Kriegsrecht bedeutet immer eine Einschränkung demokratischer Freiheiten. Doch warum will Kiew es ausgerechnet jetzt verhängen?

Ukrainische Nationalisten protestieren am Montag im Kiew Foto: reuters

W er mit dem Ruf „Tod den Feinden“ und die „Ukraine über alles“ in militärischer Kleidung durch die Straßen einer europäischen Hauptstadt zieht, kann kein Bündnispartner einer demokratischen Zivilgesellschaft sein. Auch dann nicht, wenn er in einem konkreten Fall richtig liegt.
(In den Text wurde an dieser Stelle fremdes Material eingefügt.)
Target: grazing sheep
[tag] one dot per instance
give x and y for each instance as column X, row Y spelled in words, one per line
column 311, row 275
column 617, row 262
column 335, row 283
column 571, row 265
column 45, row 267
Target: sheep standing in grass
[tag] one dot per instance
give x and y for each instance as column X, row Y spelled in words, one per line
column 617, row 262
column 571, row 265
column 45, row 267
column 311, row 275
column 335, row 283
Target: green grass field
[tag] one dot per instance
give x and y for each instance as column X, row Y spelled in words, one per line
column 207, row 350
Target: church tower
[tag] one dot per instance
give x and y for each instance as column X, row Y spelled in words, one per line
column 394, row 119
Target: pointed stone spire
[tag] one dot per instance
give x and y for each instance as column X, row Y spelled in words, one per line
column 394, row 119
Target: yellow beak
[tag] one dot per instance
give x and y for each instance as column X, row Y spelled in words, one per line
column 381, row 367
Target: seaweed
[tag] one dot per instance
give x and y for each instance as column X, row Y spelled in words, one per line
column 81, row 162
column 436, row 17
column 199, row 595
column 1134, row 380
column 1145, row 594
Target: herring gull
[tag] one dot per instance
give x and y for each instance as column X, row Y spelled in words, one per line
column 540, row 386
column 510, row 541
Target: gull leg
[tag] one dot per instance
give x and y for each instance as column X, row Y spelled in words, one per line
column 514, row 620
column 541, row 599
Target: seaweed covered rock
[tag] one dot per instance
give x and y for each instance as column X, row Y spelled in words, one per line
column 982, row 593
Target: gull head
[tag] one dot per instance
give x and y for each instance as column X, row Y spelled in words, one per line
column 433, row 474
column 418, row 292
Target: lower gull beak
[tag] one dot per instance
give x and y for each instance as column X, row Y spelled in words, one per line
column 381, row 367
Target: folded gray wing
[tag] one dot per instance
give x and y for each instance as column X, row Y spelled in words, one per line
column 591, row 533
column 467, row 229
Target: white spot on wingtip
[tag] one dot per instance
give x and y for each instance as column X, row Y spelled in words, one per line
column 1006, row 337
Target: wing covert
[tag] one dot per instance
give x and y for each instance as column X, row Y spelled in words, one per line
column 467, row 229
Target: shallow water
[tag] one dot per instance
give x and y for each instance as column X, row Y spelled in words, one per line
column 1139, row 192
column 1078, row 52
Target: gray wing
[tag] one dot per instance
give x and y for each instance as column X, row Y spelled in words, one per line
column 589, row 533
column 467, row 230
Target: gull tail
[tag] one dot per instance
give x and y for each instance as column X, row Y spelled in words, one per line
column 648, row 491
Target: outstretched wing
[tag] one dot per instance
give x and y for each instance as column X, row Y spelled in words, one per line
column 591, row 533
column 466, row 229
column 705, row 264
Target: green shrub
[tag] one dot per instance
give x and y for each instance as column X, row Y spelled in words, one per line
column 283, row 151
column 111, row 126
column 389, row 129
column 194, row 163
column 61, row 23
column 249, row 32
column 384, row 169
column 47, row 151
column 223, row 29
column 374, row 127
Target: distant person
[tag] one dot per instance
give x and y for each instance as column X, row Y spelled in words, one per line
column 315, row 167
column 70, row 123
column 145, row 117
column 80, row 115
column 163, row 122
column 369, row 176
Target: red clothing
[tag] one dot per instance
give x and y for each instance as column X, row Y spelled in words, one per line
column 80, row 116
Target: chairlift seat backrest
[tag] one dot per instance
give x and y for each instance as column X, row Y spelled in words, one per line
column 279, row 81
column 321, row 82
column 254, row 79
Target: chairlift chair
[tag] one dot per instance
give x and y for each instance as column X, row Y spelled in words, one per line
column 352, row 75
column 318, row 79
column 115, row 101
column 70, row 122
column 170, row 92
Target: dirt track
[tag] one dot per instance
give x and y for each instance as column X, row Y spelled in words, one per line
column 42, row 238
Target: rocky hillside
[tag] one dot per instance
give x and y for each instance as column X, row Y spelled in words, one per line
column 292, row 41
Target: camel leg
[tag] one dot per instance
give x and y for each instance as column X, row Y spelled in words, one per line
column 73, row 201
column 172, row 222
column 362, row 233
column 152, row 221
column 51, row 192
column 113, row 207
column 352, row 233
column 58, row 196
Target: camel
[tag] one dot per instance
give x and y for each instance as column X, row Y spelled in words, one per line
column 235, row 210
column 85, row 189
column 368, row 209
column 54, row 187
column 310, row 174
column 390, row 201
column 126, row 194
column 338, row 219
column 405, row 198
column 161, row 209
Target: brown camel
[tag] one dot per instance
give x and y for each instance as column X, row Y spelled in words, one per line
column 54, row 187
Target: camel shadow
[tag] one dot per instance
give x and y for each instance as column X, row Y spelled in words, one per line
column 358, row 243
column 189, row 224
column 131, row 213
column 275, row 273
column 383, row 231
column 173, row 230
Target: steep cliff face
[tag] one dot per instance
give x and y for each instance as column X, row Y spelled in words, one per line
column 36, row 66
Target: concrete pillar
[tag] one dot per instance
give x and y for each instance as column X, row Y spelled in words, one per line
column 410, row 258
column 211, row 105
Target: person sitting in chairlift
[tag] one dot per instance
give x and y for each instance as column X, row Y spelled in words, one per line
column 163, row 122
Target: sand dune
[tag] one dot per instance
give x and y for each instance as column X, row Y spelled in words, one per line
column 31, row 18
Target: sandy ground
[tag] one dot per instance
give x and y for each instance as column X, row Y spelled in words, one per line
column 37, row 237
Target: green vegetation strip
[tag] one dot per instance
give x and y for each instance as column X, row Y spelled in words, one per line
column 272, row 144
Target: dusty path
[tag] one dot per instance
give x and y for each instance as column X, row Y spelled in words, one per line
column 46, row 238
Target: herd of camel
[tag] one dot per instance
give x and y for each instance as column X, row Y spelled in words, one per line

Und die ukrainischen Nationalisten, die am Montag das Straßenbild der ukrainischen Hauptstadt Kiew beherrschten, haben zumindest in einem Punkt recht: In dem jüngsten Konflikt zwischen der Ukraine und Russland liegt die Schuld eindeutig bei der russischen Regierung.

Diese hat auf ukrainische Schiffe schießen lassen, diese hat ukrainische Seeleute verletzt, diese hat die Krim völkerrechtswidrig annektiert und diese tut seit zwei Jahren alles, um die ukrainischen Häfen Mariupol und Berdansk am Asowschen Meer wirtschaftlich in die Knie zu zwingen.

Russland muss der Ukraine den reibungslosen Zugang zu seinen eigenen Häfen im Asowschen Meer gewähren. Das verlangt das internationale Seerecht und das verlangt auch ein 2003 zwischen der Ukraine und Russland geschlossener Vertrag über die gemeinsame Nutzung des Asowschen Meeres. Doch daran hält sich Russland nicht. Im Gegenteil, spätestens seit dem Bau der Brücke von der Krim nach Russland ist Moskau dabei, der Region um Mariupol wirtschaftlich den Garaus zu machen.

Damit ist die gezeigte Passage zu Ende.